Dr. Parameswaran Hari discusses the importance of understanding a patient’s MRD if they are receiving the maintenance therapy Sarclisa for multiple myeloma.
Data presented at the 2020 ASCO Virtual Scientific Program demonstrated that the maintenance therapy Sarclisa (lenalidomide) improved progression-free survival in patients with multiple myeloma. However, according to Dr. Parameswaran Hari, more research is needed to assess the impact minimal residual disease has on patients receiving Sarclisa.
In an interview with CancerNetwork®, a sister publication to CURE®, Hari, chief professor of oncology at the Medical College of Wisconsin, discussed further research of Sarclisa in patients with multiple myeloma and how minimal residual disease (MRD) is an important factor for these patients potentially receiving Sarclisa.
So, we have now randomized discontinuation studies going on in the U.S. right now. I'm involved with a study called the SWOG-1803 study, where we actually stratify patients at two years of maintenance based on whether they're minimal residual disease negative or not, and then we use that. If you’re minimal residual disease negative, you stop maintenance in a randomized fashion, (meaning) half the people stop (and) half the people continue.

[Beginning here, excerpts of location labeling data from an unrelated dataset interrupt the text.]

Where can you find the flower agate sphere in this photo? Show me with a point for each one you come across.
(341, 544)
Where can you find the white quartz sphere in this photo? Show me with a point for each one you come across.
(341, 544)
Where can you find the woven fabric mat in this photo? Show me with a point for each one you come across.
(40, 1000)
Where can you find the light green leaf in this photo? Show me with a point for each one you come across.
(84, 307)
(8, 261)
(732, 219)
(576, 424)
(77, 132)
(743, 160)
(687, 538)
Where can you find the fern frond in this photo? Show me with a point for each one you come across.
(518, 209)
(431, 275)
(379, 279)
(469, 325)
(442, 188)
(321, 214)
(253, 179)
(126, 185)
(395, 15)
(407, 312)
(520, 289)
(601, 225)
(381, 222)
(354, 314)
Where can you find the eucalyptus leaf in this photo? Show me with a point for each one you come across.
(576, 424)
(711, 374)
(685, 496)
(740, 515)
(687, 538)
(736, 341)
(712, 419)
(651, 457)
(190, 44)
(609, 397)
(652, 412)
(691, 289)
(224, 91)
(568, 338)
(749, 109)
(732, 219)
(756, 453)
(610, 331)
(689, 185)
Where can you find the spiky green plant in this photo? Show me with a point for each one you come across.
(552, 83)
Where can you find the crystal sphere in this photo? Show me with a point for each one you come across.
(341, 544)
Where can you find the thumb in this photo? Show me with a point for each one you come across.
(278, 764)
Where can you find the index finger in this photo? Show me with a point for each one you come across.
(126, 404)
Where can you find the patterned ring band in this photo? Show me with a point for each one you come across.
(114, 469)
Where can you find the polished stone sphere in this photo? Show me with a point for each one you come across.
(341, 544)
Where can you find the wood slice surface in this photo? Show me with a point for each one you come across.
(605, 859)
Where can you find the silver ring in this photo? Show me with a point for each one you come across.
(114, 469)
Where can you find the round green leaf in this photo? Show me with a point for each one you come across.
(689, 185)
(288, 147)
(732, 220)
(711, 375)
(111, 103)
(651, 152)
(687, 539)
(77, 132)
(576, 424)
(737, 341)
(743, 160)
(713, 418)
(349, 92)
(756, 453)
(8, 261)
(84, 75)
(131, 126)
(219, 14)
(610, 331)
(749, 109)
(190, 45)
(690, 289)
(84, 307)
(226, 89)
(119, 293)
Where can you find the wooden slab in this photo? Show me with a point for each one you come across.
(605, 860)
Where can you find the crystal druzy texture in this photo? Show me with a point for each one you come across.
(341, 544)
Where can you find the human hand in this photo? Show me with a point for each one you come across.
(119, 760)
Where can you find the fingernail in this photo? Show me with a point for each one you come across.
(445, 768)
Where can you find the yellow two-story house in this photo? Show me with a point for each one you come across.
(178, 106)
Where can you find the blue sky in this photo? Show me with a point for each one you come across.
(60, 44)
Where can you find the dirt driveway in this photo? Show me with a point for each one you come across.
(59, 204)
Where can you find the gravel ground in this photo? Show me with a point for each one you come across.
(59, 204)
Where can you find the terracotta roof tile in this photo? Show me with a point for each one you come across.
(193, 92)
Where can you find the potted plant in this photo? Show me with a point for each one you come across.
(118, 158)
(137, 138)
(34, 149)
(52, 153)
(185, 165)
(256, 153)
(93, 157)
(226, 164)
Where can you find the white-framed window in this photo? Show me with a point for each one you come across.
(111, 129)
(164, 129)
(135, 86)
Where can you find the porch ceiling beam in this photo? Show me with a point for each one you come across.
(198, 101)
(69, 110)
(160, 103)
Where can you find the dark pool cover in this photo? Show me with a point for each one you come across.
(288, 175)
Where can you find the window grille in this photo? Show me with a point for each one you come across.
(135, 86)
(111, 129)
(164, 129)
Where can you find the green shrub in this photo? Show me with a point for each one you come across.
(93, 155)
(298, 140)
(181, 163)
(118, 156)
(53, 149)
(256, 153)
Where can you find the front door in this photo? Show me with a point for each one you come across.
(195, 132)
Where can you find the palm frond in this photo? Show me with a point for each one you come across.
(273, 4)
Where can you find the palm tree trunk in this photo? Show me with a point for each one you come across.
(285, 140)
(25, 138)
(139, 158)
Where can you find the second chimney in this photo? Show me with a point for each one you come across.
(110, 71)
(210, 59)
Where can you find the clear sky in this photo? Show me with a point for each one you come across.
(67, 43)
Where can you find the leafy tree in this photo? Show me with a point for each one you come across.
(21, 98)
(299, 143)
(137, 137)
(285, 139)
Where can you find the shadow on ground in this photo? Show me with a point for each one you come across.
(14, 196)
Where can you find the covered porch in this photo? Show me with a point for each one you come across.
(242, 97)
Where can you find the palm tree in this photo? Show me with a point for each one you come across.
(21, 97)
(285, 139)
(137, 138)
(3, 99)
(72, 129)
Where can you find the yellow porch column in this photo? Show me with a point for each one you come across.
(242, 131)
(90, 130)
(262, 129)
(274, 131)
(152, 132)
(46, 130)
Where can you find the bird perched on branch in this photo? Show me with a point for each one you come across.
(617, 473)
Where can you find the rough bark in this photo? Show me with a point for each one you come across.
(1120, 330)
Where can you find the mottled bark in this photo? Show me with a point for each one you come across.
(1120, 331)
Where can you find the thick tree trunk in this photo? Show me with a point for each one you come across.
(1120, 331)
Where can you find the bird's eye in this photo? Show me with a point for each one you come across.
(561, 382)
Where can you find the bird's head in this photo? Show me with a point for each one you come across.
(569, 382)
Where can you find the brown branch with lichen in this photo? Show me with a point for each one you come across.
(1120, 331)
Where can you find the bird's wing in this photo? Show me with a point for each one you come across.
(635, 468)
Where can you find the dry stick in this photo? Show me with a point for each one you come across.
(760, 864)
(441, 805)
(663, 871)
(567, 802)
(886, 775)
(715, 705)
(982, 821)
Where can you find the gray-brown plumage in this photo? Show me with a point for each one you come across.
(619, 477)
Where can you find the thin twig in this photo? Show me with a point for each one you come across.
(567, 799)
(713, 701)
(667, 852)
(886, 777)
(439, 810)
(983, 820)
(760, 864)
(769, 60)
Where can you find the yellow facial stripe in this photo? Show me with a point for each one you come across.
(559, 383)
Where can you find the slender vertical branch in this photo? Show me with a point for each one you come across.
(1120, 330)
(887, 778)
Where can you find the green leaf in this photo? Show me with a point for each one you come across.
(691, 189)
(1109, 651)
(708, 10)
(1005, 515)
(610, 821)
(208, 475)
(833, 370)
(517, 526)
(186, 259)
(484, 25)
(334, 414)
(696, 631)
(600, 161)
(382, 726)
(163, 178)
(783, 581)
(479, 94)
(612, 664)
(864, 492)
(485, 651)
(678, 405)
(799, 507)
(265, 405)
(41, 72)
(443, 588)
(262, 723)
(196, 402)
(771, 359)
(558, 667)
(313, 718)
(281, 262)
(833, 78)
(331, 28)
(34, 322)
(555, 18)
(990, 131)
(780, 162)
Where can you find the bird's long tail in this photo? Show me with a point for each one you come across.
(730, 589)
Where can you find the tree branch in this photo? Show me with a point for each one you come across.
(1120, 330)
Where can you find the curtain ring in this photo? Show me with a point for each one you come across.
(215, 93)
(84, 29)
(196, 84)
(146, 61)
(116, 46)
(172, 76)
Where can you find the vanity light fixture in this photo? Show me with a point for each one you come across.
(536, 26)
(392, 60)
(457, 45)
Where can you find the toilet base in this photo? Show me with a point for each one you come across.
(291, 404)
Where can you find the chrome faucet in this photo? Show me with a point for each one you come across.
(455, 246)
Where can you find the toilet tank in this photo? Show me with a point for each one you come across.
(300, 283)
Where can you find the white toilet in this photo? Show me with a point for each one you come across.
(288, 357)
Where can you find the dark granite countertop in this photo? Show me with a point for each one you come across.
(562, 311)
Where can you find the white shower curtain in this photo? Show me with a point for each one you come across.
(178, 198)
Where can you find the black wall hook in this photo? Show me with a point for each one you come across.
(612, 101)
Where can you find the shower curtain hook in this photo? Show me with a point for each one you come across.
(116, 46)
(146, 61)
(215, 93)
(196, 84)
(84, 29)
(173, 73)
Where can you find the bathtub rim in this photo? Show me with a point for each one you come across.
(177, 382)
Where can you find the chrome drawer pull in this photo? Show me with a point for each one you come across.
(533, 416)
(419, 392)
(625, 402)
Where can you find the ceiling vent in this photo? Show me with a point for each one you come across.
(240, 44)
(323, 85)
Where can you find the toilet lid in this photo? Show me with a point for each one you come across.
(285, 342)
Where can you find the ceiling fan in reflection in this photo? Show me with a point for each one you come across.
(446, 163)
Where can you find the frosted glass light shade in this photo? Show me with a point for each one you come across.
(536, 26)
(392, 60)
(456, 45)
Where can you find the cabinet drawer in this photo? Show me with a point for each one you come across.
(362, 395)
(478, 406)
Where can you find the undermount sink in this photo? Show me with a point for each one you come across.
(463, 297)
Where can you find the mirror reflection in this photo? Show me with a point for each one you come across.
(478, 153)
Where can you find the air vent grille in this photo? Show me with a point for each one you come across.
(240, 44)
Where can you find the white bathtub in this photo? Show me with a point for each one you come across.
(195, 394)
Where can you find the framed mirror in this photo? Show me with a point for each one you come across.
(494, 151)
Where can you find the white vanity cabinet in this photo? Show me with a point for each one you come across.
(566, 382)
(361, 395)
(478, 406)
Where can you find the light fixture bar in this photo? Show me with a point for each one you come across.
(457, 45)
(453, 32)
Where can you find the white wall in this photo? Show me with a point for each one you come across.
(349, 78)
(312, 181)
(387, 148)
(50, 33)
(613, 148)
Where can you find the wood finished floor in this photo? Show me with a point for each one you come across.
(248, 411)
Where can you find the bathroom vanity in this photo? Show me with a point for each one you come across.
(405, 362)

And if you’re minimal residual disease positive, then you actually continue on maintenance.
So that's the one way; and in this study, we don't have MRD at three years. We do have MRD at baseline and immediately after transplant, and at one year, etc. But we don't have it at the time that they were coming off of study. But that would be an interesting analysis that we hit. This was a substudy that went along with the study and that analysis will also be published later.
So, that'll also (show) us some light. The big question is 60%, who stopped lenalidomide maintenance, were still progression free at six years. All those people who are MRD negative, that's a good question. And the other 80%, it is very clear that there is some benefit if you look at the population as a whole, without additional predictors like MRD you really should be staying on lenalidomide.